Keberadaan Silat Perisai dimulai pada masa Wilayah Negeri Kampar dulunya sebelum kemerdekaan RI pernah mempunyai sistem pemerintahan Andiko dimana yang berkuasa adalah Pucuk Adat yang disebut Ninik Mamak. Ninik Mamak menaungi masyarakat yang disebut anak Kemenakan dan Urang Sumondo. Setiap kelompok masyarakat yang terdiri dari Anak Kemenakan dan Urang Sumondo disebut pasukuan. Setiap pasukuan memiliki dubalang/pendekar Silat Perisai. Pada masa itu yang berlaku hukum adat. Bila terjadi silang sengketa antara pasukuan misalnya tentang wilayah hutan tanah, menurut hukum adat diputuskan untuk menentukan siapa yang berhak mengadu dua orang dubalang/pendekar dari dua suku yang bersengketa itu di gelanggang silat.

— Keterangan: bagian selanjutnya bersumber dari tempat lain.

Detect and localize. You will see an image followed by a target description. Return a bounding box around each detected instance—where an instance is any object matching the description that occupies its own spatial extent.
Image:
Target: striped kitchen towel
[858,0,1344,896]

Masing-masing dubalang memakai busana teluk belanga lengan pendek, kain sesamping dan ikat kepala, bersenjata sebilah pedang si tangan kanan dan sebuah perisai di tangan kiri. Dengan diberi aba-aba oleh dubalang pucuk adat pertarungan dimulai. Bila salah seorang dubalang itu sudah terdesak dan tak mampu lagi bertahan sehingga meungkin akan terluka/terbunuh, isteri dubalang dimaksud akan masuk ke gelanggang (sebagai wasit) segera menghentikan pertarungan itu dengan sebuah isyarat yang menyatakan pada hadirin bahwa pendekar (suaminya) telah mengaku kalah. Dengan itu Pucuk Lembaga Adat akan mengumumkan pasukan yang menang.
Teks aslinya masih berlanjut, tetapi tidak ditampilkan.